Dans un discours tenu secret, Hassan Rouhani, chef  de la délégation  iranienne aux négociations,  s’était vanté d’affirmer que les Iraniens ont profité de ces négociations pour pouvoir installer leur site à Ispahan.

La manière dont l’Iran a utilisé les négociations sur le nucléaire est l’une des pierres angulaires de sa diplomatie essentiellement basée sur la diversion et l’abus de confiance. Dans son ouvrage, “régime islamique”, publié avant la révolution de 1979, Ayatollah Khomeiny, explique à ses fidèles que “dans chaque discussion nous devons garder le principe de la “Takya », nous devons présenter un certain souhait tout en cachant nos véritables intentions.” Ainsi fonctionne la diplomatie iranienne au sujet du programme nucléaire. L’ancien ambassadeur britannique à Téhéran, Sir Denis  Wright, expliqua le phénomène en disant un jour: ” les Iraniens disent le contraire de ce qu’ils pensent et font le contraire de ce qu’ils disent ».

Ces remarques ne sont pas des propos racistes mais reflètent bien la manière dont est appliquée la tradition religieuse -chiite dans les débats diplomatiques disputés aujourd’hui entre l’Iran et l’Occident.

Dans toute négociation sur le nucléaire avec l’Iran le principe de transparence demeure essentiel. Le contrôle des installations secrètes a été à plusieurs reprises  retardé en violation flagrante des engagements.
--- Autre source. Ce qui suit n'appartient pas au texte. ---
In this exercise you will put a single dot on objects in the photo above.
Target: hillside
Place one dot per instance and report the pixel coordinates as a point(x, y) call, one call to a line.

Les Iraniens avaient profité du laps de temps pour enterrer les preuves incriminantes.

Pour exemple,  les Iraniens ont retiré le carrelage  des murs dans  le site  électrique de Kalia, pour empêcher les inspecteurs de l’AIEA à vérifier les restes des produits radioactifs issus des essais effectués dans les nouvelles centrifugeuses.
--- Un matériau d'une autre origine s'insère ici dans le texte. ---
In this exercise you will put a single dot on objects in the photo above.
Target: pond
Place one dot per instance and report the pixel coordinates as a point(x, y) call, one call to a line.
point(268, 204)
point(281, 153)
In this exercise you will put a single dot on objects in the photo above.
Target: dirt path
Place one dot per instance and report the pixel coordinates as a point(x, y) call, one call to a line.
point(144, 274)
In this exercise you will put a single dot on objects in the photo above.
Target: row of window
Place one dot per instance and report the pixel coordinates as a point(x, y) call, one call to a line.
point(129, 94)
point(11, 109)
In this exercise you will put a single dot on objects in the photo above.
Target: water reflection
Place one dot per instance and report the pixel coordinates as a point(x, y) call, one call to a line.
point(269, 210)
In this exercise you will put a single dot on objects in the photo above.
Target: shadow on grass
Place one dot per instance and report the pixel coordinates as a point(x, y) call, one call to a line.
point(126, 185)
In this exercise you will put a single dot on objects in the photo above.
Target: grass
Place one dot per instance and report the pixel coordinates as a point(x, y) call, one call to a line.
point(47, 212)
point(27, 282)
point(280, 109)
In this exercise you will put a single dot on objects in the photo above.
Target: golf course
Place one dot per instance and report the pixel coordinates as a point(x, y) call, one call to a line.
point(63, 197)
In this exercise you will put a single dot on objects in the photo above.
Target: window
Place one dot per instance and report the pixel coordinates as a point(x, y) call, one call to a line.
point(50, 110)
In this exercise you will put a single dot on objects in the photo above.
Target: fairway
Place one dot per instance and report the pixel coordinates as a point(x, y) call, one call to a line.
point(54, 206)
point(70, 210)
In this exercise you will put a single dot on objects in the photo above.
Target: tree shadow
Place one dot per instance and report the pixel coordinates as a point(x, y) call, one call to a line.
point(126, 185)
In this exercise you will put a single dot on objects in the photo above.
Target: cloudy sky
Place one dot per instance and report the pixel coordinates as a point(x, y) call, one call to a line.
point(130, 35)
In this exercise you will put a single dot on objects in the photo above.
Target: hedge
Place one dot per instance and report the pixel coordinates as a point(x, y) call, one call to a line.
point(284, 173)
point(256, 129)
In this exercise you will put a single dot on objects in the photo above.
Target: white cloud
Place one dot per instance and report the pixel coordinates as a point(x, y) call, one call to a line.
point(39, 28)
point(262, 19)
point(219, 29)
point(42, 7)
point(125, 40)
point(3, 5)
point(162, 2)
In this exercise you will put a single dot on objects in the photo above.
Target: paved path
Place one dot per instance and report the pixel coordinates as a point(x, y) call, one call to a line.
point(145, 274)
Dans l’institut de recherche de Levisane, destiné au recyclage à des fins militaires, les Iraniens ont simplement détruit six bâtiments et ont même retiré de profondes couches de terre afin qu’on ne puisse prélever des échantillons radioactifs. . En janvier 2005, au cours d’une inspection à Parchine, les Iraniens ont également limité le mouvement des inspecteurs à certains bâtiments précis.  Nous devrions comprendre que chez les ayatollahs, la différence existe bien entre un accord de principe et entre ce que l’on pourra faire sur le terrain.

Toutefois, afin de répondre à la question si l’Iran respecterait les accords  conclus avec l’Occident, il est important de ne pas s’attarder uniquement sur les détails techniques.  Déjà en juillet 1991, le guide suprême iranien, ayatollah Ali Khamenei expliquait que  la stratégie de la sécurité nationale de l’Iran  est surtout  expansionniste. Le général Kassem Suleiman, commandant des forces d’al Qouds au sein des Gardiens de la révolution, a affirmé récemment : « l’Irak et le sud Liban sont sous  contrôle de Téhéran. »

Autrement dit, l’Occident ne négocie pas avec un des pays possédant  une infrastructure nucléaire, tel que le Japon ou la Suède mais avec un Etat aux ambitions hégémoniques qui ignore éperdument l’optimisme qui s’est emparé actuellement chez les diplomates occidentaux.